Same patterns as chat: millions of sockets across gateway nodes, pub/sub backbone (Redis Pub/Sub or dedicated bus) so any server can push to any user. Document channel: `doc:{doc_id}`. Sticky sessions optional if connection registry is shared. On reconnect, client sends `last_seen_revision`; server replays missed ops.

Storage model

  • Op log: append-only `(revision, user_id, op_payload, timestamp)` — source of truth.
  • Periodic snapshot: full document JSON or compressed text in S3 for fast cold open.
  • Open doc: load latest snapshot + replay ops after snapshot revision.
  • Version history: list snapshot checkpoints; restore = fork new doc from old snapshot.

Immutable op log resembles event sourcing — replay rebuilds state. Size cap per doc triggers compaction.

Presence and cursors

Ephemeral data — not in durable log. `PUBLISH doc:123:presence { user_id, cursor_pos, color }` every 2 seconds; TTL clears stale users. Low priority vs edit ops; dropped packets acceptable.

Permissions

Check ACL on WebSocket connect and on every op (or cache ACL in session). View-only users receive ops but cannot submit. Share links with role embedded in signed token. Audit log for enterprise.

Offline editing

Client queues ops locally with CRDT or OT buffer. On reconnect, send queued ops; server transforms against ops that arrived while offline. Conflict UI rare if merge is correct; show notification if server rejects op (permission revoked).

What interviewers probe

  • How do concurrent inserts at the same position merge?
  • What happens if collaboration server crashes mid-edit?
  • How do you avoid broadcasting every keystroke to 500 viewers? (Throttle, or view-only subscribers get slower updates.)
  • How is this different from chat? (Character ops vs messages; CRDT/OT vs simple ordering.)

Comparison with simpler alternatives

ApproachWhen it worksLimit
Lock paragraphNever for real collabBlocking UX
Last-write-winsSingle editor onlyData loss
OT + central serverGoogle Docs scaleServer orders ops
CRDTOffline-first, Figma-likeMemory + complexity
Periodic merge (git)Not real-timeConflict UI

Mention that Notion and Figma made different bets (block-based CRDT vs scene graph). You are not expected to know their internals — only that real products invest years in merge correctness.

Formatting and rich text (stretch goal)

Plain text OT is painful enough; bold/italic adds retained attributes per character range.
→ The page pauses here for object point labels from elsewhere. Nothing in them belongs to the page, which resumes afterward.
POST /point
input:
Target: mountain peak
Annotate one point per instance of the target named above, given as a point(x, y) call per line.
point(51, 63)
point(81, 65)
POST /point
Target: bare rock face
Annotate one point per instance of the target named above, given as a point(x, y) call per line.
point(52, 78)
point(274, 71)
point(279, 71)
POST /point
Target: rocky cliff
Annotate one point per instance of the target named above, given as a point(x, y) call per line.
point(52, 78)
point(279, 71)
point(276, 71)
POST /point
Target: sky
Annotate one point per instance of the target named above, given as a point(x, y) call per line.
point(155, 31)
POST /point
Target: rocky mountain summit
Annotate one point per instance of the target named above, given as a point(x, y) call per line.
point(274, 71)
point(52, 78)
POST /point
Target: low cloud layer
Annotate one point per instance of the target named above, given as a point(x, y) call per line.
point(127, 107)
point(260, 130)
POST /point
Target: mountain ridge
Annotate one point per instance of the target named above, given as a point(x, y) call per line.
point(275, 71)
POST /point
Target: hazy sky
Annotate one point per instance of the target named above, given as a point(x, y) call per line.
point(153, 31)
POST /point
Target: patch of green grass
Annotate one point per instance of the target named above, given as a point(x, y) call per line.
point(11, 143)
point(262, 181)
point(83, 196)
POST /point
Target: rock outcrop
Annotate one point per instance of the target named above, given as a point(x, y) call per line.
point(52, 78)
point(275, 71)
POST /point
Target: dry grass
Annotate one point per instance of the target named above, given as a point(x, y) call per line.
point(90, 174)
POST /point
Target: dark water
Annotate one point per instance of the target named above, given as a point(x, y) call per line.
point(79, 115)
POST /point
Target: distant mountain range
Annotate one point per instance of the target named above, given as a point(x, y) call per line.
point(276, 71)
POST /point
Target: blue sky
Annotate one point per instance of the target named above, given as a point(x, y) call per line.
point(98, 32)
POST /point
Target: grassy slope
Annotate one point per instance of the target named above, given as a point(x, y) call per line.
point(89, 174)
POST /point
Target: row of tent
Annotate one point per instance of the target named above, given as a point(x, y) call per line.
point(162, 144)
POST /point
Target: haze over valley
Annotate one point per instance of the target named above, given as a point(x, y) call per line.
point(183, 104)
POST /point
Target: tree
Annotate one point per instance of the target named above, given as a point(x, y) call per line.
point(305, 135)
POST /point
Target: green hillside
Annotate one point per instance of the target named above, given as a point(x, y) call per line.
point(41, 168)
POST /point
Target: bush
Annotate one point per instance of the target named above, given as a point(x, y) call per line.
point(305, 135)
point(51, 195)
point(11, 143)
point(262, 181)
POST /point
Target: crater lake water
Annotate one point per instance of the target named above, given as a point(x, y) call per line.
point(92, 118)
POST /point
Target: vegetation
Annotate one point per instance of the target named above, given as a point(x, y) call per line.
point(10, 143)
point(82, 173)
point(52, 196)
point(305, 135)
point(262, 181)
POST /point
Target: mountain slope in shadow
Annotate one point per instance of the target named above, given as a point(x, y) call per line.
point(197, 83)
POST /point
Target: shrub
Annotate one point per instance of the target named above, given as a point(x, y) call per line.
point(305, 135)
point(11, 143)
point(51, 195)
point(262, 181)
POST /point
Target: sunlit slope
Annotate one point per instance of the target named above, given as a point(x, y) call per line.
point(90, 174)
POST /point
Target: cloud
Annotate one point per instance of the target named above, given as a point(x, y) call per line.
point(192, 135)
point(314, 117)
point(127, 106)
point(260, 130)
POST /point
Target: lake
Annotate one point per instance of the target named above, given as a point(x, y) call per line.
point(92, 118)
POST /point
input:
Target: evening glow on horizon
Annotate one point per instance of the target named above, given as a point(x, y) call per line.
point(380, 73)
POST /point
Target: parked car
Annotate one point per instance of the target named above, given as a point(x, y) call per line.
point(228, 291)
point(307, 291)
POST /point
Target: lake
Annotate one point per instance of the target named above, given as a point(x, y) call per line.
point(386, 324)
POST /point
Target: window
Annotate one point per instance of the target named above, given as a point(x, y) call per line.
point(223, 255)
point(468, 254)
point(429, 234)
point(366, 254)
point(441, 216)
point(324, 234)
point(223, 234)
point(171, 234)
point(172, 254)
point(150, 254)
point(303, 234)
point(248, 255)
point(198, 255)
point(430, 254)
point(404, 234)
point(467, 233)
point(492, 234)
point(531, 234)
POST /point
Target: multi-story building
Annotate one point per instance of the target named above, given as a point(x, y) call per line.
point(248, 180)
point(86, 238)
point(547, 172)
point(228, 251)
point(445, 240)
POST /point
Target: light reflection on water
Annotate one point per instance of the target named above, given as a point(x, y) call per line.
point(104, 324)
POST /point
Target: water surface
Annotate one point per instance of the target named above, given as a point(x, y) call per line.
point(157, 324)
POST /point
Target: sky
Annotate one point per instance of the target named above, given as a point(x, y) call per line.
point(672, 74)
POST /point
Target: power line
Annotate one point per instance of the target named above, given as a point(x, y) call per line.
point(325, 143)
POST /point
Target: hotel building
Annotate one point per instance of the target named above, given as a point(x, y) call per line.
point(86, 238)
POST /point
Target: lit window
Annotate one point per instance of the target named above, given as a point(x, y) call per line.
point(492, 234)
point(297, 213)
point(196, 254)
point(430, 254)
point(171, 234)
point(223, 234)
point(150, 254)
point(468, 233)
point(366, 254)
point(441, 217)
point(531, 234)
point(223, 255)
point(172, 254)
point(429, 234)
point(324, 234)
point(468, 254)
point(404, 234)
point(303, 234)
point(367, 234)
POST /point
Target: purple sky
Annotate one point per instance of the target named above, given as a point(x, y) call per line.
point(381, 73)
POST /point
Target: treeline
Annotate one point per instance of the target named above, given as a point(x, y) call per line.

Production editors store parallel attribute maps `(start, end, bold)` and apply OT to both text and marks. In interviews, say formatting is a layer above character ops — defer unless interviewer insists. Google Docs complexity is why startups ship Markdown first.

Worked example: two users typing

  1. Doc revision 40: text is "Hello world".
  2. Alice inserts "!" at position 11 → op A, revision 41.
  3. Bob concurrently inserts " there" at position 5 → op B submitted as revision 41 too.
  4. Server orders A before B (tie-break by user_id).
  5. Transform B against A so position 5 still valid after Alice's insert.
  6. Broadcast transformed ops; both clients display "Hello there world!".

Capacity planning

  • Hot document problem: viral doc with 10K viewers — separate read-only fan-out channel with throttled updates.
  • Memory per open doc: op log in RAM until snapshot — cap log length, force snapshot at 10K ops.
  • WebSocket connections per collaboration server: ~50K practical; scale out with doc_id sharding to collaboration clusters.

Commenting in docs parallels chat threads anchored to text ranges — store comment metadata separately, do not mix into OT stream unless comment affects layout. Suggested edits mode: ops tagged `suggestion` applied only on accept — product feature, same transport.

Closing pitch

Propose WebSocket collaboration service, OT or CRDT for merge, append-only op log + snapshots, pub/sub for fan-out, PostgreSQL for metadata. Acknowledge complexity — you would not build OT from scratch in production. That honesty plus correct component boundaries scores higher than fake formulas.